Avec ses deux frères, il s’engagea dès le début de la guerre 1914-18, accéda au grade de capitaine et obtint même la Croix de Fer de 1ère classe (Un de ses frères fut tué et l’autre blessé).

En 1918, il fut nommé directeur adjoint de la Kripo, la police criminelle de Berlin. Sa mission : rétablir l’odore dans une capitale allemande en proie, comme le reste du pays, à de sanglantes émeutes.

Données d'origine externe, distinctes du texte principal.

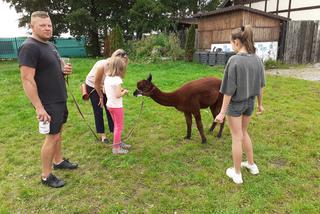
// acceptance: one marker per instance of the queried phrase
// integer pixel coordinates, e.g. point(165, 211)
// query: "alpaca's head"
point(144, 87)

L’Allemagne avait perdu la guerre, le Kaiser était en fuite, extrême-droite et extrême gauche tentaient de s’emparer du pouvoir par les armes en renversant le fragile régime parlementaire, la « République de Weimar. ». Et bien sûr, la pègre avait alors le champ libre.

Bernhard Weiss – premier Juif non converti à accéder à un poste aussi élevé- fit merveille dans ses nouvelles fonctions et grimpa vite dans sa hiérarchie. Après avoir dirigé la Police politique, il devint chef de l’ensemble des polices de la capitale. Il fit dès le début, souffler un vent de modernité dans la lutte contre le crime.

Il introduisit les dernières avancées de la science, microscope, analyses de sang, détecteurs de mensonges, etc. Et, en quelques années, il transforma la Kripo en un instrument aussi efficace que la très renommée Scotland Yard britannique.

Mais son rôle ne se limitait pas, et de loin, à traquer les criminels. Car nombre d’Allemands rejetaient ou soutenaient du bout des lèvres le nouveau régime. Celui –ci était trop social, trop démocratique aux yeux tant des communistes que des monarchistes ou des milieux d’affaires, sans oublier bien sûr les nazis.

B. Weiss fut un des rares hauts fonctionnaires à défendre avec loyauté la République. Et lorsqu’en 1926, le parti nazi décide de s’implanter à Berlin, il entre en conflit avec Joseph Goebbels, antisémite forcené.

Jusqu’alors, en effet, le mouvement d’Hitler sévissait surtout en Bavière, dans le sud du pays. Mais l’essentiel du pouvoir se trouve dans la capitale, en Prusse, là où le parti ne compte alors que quelques centaines de membres.

40 procès contre Goebbels.

Un rude défi donc, de l’aveu de Goebbels pour qui, en dehors de Moscou, « Berlin est la ville la plus rouge d’Europe ». Sociaux-démocrates et communistes n’y ont-ils pas obtenu plus de 52% des voix lors des élections municipales de 1925. Oubliant au passage que les deux formations sont à couteaux tirés…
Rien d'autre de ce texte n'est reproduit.